Я слушал взволнованный голос Володи и радовался, что есть, есть самое действенное лекарство против всех его болезней.
— А какие рисунки к этим сказкам у каждого! Подождите, тут у меня в записной книжечке…
Володя рванулся, чуть не побежал. Мы были далеко от корпуса. Но через минуту он вернулся, размахивая книжкой.
— Вот одна сказка. Слушайте! И написала десятилетняя школьница.
Мы сели на лавку, он стал читать:
— «Молчащая вода». Это название… «Падал дождь. Большие капли стучали по железной крыше дома. Они танцевали. Веселый был дождик. По водостоку сбегал ручеек. Он рассказывал про тучу, про сердитый гром и огоньки — молнии. А потом начал жаловаться на что-то. Я подбежала к водостоку. Ручей упал в бочку и плачет:
«Что я там буду делать? Молчать? Да я же перестану тогда быть ручейком…» Вот так веселый ручеек попал в ловушку. Я наклонила бочку. Вода полилась. Ручей весело сказал: «Спасибо, девочка, ты освободила меня».

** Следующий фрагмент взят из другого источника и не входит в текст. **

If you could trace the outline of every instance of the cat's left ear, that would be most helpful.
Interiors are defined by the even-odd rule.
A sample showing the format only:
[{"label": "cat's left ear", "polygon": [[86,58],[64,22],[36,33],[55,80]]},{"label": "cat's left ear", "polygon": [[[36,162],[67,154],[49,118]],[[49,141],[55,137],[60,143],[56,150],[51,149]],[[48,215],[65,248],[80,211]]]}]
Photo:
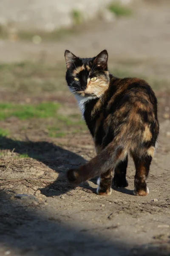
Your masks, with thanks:
[{"label": "cat's left ear", "polygon": [[67,68],[70,68],[73,64],[75,62],[78,58],[68,50],[65,50],[64,54]]},{"label": "cat's left ear", "polygon": [[96,63],[98,67],[105,70],[108,69],[108,52],[106,50],[104,50],[95,58],[94,62]]}]

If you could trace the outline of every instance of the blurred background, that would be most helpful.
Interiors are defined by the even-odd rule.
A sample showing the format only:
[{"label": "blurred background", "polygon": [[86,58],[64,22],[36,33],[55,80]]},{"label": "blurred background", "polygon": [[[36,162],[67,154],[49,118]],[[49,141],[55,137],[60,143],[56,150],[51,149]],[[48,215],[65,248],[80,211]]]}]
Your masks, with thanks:
[{"label": "blurred background", "polygon": [[86,130],[65,81],[65,49],[86,57],[106,49],[113,75],[146,79],[158,96],[167,89],[160,108],[168,119],[170,6],[165,0],[1,1],[1,133],[49,140]]},{"label": "blurred background", "polygon": [[[153,166],[156,172],[153,173],[158,177],[161,172],[167,172],[164,178],[170,180],[167,155],[170,151],[170,42],[169,0],[0,1],[0,180],[12,180],[11,183],[1,184],[2,188],[9,193],[11,189],[12,195],[22,192],[34,195],[38,191],[37,196],[42,193],[60,196],[65,193],[65,199],[61,198],[63,211],[66,206],[65,214],[68,210],[69,218],[68,206],[70,209],[74,207],[76,201],[79,204],[75,195],[86,199],[90,196],[90,201],[96,205],[96,195],[88,194],[91,191],[87,185],[68,192],[71,187],[62,177],[68,168],[76,167],[83,159],[88,160],[95,155],[91,136],[65,81],[66,49],[81,57],[92,57],[106,49],[109,70],[113,75],[137,76],[150,83],[158,99],[161,128],[158,158]],[[130,167],[128,173],[132,191],[133,167]],[[35,177],[37,179],[33,180]],[[46,179],[45,182],[42,177]],[[19,180],[15,180],[17,178]],[[53,187],[56,179],[57,181]],[[160,179],[155,180],[155,185],[164,187],[167,192],[169,186],[161,185],[162,179]],[[93,183],[89,183],[96,188]],[[44,188],[44,192],[41,194],[39,188]],[[129,196],[127,192],[117,193],[115,195],[120,197],[119,200],[124,200],[123,196],[124,198]],[[167,192],[166,195],[166,200],[169,200]],[[45,201],[44,197],[42,202]],[[51,200],[60,200],[58,198],[51,198]],[[134,209],[139,207],[133,198],[134,205],[131,205],[134,209],[131,207],[132,213],[126,224],[132,223],[128,233],[130,230],[133,232],[133,220],[130,218]],[[88,204],[84,205],[85,208],[90,204],[87,200]],[[50,207],[54,201],[48,201],[49,204],[51,203]],[[122,208],[117,206],[119,211]],[[153,213],[151,207],[149,209]],[[92,212],[86,212],[88,221]],[[102,212],[97,212],[99,215]],[[20,214],[17,212],[14,218]],[[64,218],[61,216],[59,217],[61,219]],[[76,216],[69,219],[76,221],[79,218]],[[6,221],[12,223],[12,214],[8,218]],[[150,222],[146,222],[146,225]],[[7,227],[5,228],[10,232],[10,225]],[[153,236],[154,227],[150,227]],[[151,239],[152,235],[149,237],[146,233],[141,234],[139,233],[138,237],[141,242]],[[120,237],[123,239],[122,236],[122,233]],[[23,242],[24,246],[28,239]],[[16,242],[10,239],[8,240]]]}]

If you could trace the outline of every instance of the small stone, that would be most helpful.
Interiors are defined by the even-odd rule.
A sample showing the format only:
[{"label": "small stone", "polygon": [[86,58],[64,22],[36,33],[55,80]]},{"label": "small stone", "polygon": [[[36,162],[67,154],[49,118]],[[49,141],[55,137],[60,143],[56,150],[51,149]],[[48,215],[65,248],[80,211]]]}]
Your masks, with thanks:
[{"label": "small stone", "polygon": [[161,228],[168,228],[170,227],[169,225],[158,225],[158,227],[160,227]]},{"label": "small stone", "polygon": [[37,190],[36,192],[35,192],[34,194],[35,195],[40,195],[41,194],[41,191],[38,189],[38,190]]},{"label": "small stone", "polygon": [[158,202],[158,199],[153,199],[153,200],[152,200],[152,201],[153,201],[153,202]]},{"label": "small stone", "polygon": [[22,200],[22,201],[27,204],[37,205],[39,204],[39,201],[34,195],[26,195],[25,194],[18,194],[15,195],[15,198]]},{"label": "small stone", "polygon": [[29,195],[26,195],[26,194],[18,194],[15,195],[15,197],[19,199],[27,199],[29,198]]}]

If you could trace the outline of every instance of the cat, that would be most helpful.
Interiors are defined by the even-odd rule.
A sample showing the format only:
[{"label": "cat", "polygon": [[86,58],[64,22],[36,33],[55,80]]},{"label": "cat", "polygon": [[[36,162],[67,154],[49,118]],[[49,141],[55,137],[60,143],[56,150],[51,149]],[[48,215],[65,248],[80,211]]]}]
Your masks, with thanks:
[{"label": "cat", "polygon": [[93,177],[97,192],[110,195],[113,173],[116,187],[126,187],[128,154],[136,168],[134,194],[149,193],[146,182],[159,132],[157,99],[144,80],[120,79],[109,73],[106,50],[82,58],[66,50],[66,80],[93,137],[97,155],[79,168],[68,170],[75,186]]}]

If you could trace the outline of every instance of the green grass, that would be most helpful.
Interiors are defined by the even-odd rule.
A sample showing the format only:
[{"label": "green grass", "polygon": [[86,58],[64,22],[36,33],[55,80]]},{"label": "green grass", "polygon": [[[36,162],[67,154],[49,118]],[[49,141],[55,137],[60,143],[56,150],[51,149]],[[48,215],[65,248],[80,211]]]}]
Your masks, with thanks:
[{"label": "green grass", "polygon": [[0,103],[0,120],[10,116],[23,120],[55,117],[59,107],[59,104],[54,102],[42,102],[37,105]]},{"label": "green grass", "polygon": [[0,138],[4,136],[8,136],[9,135],[9,131],[8,130],[3,130],[0,129]]},{"label": "green grass", "polygon": [[68,117],[58,115],[55,123],[47,125],[46,129],[49,136],[55,137],[87,130],[85,122],[81,119],[80,115],[74,114]]},{"label": "green grass", "polygon": [[113,3],[108,6],[108,9],[111,12],[119,17],[130,16],[132,14],[130,9],[119,3]]},{"label": "green grass", "polygon": [[19,157],[20,158],[28,158],[30,157],[29,157],[28,156],[28,154],[27,153],[23,153],[23,154],[18,154],[18,155],[17,155],[17,157]]},{"label": "green grass", "polygon": [[[79,13],[76,11],[73,11],[71,14],[73,19],[78,21],[79,19]],[[79,23],[75,24],[79,24]],[[27,40],[34,41],[35,36],[38,36],[42,41],[59,41],[65,38],[66,37],[74,35],[80,32],[79,28],[74,26],[71,28],[67,29],[61,28],[55,29],[51,32],[45,32],[41,30],[19,30],[14,34],[16,40]],[[9,39],[11,38],[11,34],[8,27],[0,25],[0,38]]]},{"label": "green grass", "polygon": [[78,25],[83,22],[82,15],[79,11],[78,10],[73,10],[71,14],[74,24]]},{"label": "green grass", "polygon": [[65,63],[45,64],[43,58],[37,63],[0,64],[1,88],[10,93],[33,94],[67,90]]}]

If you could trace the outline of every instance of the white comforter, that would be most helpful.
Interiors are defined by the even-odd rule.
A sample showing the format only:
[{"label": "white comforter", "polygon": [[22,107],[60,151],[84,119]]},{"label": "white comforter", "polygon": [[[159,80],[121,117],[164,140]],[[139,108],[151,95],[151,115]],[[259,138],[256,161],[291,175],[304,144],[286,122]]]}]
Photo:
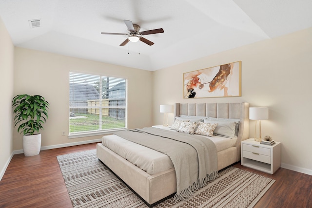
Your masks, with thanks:
[{"label": "white comforter", "polygon": [[[168,130],[172,131],[169,128]],[[215,144],[217,151],[233,147],[236,143],[236,138],[198,136],[205,136],[212,140]],[[102,141],[103,145],[150,175],[174,168],[171,160],[167,155],[116,135],[103,136]]]}]

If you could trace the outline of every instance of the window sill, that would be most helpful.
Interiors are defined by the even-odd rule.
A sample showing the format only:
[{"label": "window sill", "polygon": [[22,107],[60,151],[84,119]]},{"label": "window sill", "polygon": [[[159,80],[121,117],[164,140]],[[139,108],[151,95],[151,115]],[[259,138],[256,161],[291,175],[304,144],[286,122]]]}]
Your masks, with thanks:
[{"label": "window sill", "polygon": [[122,130],[125,130],[126,129],[127,129],[126,128],[124,128],[124,129],[119,129],[118,130],[109,130],[109,131],[89,132],[87,132],[72,133],[68,135],[68,138],[74,139],[75,138],[87,137],[88,136],[112,134],[115,132],[119,132],[119,131],[122,131]]}]

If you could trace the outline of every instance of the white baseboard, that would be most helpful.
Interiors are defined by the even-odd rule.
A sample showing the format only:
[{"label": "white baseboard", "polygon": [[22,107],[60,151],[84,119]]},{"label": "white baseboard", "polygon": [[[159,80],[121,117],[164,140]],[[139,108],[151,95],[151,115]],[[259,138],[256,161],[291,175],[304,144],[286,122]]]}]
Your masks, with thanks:
[{"label": "white baseboard", "polygon": [[308,175],[312,175],[312,170],[311,170],[292,166],[285,163],[282,163],[281,167],[302,173],[307,174]]},{"label": "white baseboard", "polygon": [[4,173],[5,173],[5,170],[6,170],[6,169],[8,168],[8,166],[9,166],[10,162],[11,162],[11,160],[12,160],[12,157],[13,157],[14,155],[14,154],[13,154],[13,152],[12,152],[12,154],[11,154],[11,156],[10,156],[10,157],[9,158],[9,159],[8,159],[8,160],[6,161],[6,163],[5,163],[5,165],[4,165],[4,167],[3,167],[3,168],[1,170],[1,172],[0,172],[0,181],[1,181],[2,177],[3,177],[3,175],[4,175]]},{"label": "white baseboard", "polygon": [[[90,143],[94,143],[96,142],[100,142],[102,141],[102,139],[94,139],[92,140],[87,140],[87,141],[83,141],[81,142],[72,142],[70,143],[65,143],[65,144],[61,144],[59,145],[50,145],[47,146],[41,147],[40,149],[40,150],[51,150],[52,149],[56,148],[60,148],[62,147],[71,147],[73,146],[77,145],[84,145],[86,144],[90,144]],[[5,172],[5,170],[6,170],[6,169],[7,168],[9,164],[10,164],[10,162],[11,162],[11,160],[13,157],[13,155],[14,154],[21,154],[24,153],[24,151],[23,150],[18,150],[14,151],[12,154],[11,154],[11,156],[10,158],[8,159],[7,161],[5,163],[5,165],[0,172],[0,181],[2,179],[2,177],[4,175],[4,173]]]}]

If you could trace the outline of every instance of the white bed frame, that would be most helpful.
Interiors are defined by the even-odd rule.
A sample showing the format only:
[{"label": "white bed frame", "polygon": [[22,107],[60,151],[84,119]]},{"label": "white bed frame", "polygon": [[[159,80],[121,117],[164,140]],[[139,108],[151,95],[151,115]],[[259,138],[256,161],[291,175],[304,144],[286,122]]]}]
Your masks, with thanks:
[{"label": "white bed frame", "polygon": [[[217,152],[218,170],[240,160],[241,141],[248,139],[249,135],[248,103],[176,103],[175,116],[180,114],[240,119],[235,146]],[[174,169],[150,175],[101,143],[97,145],[97,155],[150,207],[176,191]]]}]

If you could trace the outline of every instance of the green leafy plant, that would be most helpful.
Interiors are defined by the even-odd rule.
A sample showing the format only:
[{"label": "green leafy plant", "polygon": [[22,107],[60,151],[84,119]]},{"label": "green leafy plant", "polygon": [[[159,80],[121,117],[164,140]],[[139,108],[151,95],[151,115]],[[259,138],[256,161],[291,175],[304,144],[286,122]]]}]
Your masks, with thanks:
[{"label": "green leafy plant", "polygon": [[12,107],[14,126],[20,123],[18,132],[22,130],[24,135],[33,135],[43,129],[42,124],[48,118],[49,103],[40,95],[19,95],[13,98]]}]

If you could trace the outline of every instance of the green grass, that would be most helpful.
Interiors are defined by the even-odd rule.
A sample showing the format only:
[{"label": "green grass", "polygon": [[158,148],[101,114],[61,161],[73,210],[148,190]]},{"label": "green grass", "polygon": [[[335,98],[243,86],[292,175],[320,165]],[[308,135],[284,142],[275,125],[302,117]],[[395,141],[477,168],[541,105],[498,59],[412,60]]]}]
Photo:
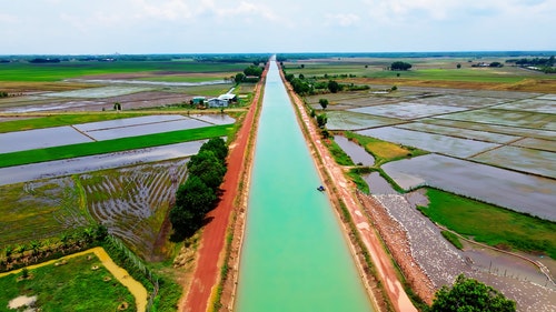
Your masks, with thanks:
[{"label": "green grass", "polygon": [[53,147],[48,149],[4,153],[0,154],[0,168],[102,153],[121,152],[127,150],[175,144],[215,137],[226,137],[232,134],[234,129],[235,127],[229,124],[214,125],[99,142],[88,142],[72,145]]},{"label": "green grass", "polygon": [[450,242],[455,248],[463,250],[464,244],[459,241],[459,238],[450,231],[441,231],[443,236]]},{"label": "green grass", "polygon": [[332,139],[322,140],[330,154],[340,165],[355,165],[351,158]]},{"label": "green grass", "polygon": [[[91,253],[92,254],[92,253]],[[98,265],[98,270],[91,270]],[[30,278],[18,281],[19,274],[0,278],[0,309],[19,295],[37,295],[40,311],[118,311],[122,302],[126,311],[136,311],[133,295],[120,284],[93,255],[68,260],[64,265],[53,264],[29,270]],[[110,278],[110,281],[105,281]],[[22,311],[22,310],[17,310]]]},{"label": "green grass", "polygon": [[117,61],[117,62],[60,62],[0,64],[0,81],[60,81],[92,74],[171,72],[171,73],[217,73],[241,72],[248,63],[172,62],[172,61]]},{"label": "green grass", "polygon": [[52,114],[49,117],[0,122],[0,133],[115,120],[122,118],[133,118],[146,114],[147,113],[125,113],[125,112]]},{"label": "green grass", "polygon": [[347,139],[353,140],[354,142],[364,147],[368,153],[373,154],[373,157],[375,158],[376,168],[390,161],[418,157],[428,153],[424,150],[386,142],[379,139],[360,135],[350,131],[344,132],[344,135]]},{"label": "green grass", "polygon": [[427,189],[429,205],[419,210],[434,222],[489,245],[545,253],[556,259],[556,223]]}]

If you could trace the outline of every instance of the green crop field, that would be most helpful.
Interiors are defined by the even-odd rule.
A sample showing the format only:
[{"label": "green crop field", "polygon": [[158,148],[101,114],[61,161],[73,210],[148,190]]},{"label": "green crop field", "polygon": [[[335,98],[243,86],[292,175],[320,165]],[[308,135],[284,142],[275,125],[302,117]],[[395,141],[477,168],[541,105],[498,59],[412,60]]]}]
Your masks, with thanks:
[{"label": "green crop field", "polygon": [[18,296],[36,295],[37,311],[118,311],[119,306],[136,311],[133,295],[91,255],[29,270],[27,279],[21,279],[22,273],[0,278],[0,310],[9,311],[8,303]]},{"label": "green crop field", "polygon": [[0,168],[102,153],[121,152],[133,149],[175,144],[216,137],[227,137],[232,134],[235,128],[236,127],[234,124],[214,125],[132,138],[54,147],[40,150],[3,153],[0,154]]},{"label": "green crop field", "polygon": [[0,64],[0,81],[60,81],[95,74],[149,72],[170,73],[228,73],[241,72],[248,63],[212,63],[212,62],[179,62],[179,61],[116,61],[85,62],[70,61],[60,63],[12,62]]},{"label": "green crop field", "polygon": [[[556,259],[556,223],[520,214],[487,203],[427,189],[430,201],[419,210],[475,241],[499,248],[546,253]],[[496,227],[494,224],[505,224]]]}]

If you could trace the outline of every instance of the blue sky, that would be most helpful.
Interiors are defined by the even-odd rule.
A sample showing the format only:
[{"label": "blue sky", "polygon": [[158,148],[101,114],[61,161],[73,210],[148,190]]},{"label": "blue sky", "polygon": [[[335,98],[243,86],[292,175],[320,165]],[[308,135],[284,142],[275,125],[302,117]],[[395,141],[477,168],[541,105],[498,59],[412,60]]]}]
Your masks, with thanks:
[{"label": "blue sky", "polygon": [[556,50],[556,0],[0,3],[0,54]]}]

Володя посмотрел на меня сияющими глазами:
— Какой человек вырастет из этой девочки!
Мы уже больше месяца жили в одной палате. Лечились и питались вместе. Я видел его сто раз на день.
Но на деле я сейчас увидел его впервые.
Он смотрел на море. Он был где-то в далеком мире, где синие кони пасутся на красной траве. Где ручей разговаривает с девочкой.
Но и в сказочном мире не забывал, что есть молчащая вода — молчащие души.
14
Издали я ее не узнал. Новая прическа, элегантный брючный костюм. Стройная, молодая, с чарующей улыбкой. Все мужские головы в столовой обернулись в ее сторону.
Когда села за стол, я сказал:
— Галина, поздравляю с выздоровлением!
— Рановато…
Во время обеда она два или три раза обращалась ко мне с какими-то мелочами.
— Вам налить чаю?
Но глаза говорили другое. Светились чистой радостью.
Когда Софья Андреевна, поужинав, ушла, Галина, оглянувшись, прошептала:
— Какое я получила письмо! Женихом был, так не писал, — она счастливо засмеялась. — Опять влюбился… Большое вам спасибо!
— Я тут, ей-богу, ни при чем.
— Видите, что с ним стало после нашего письма!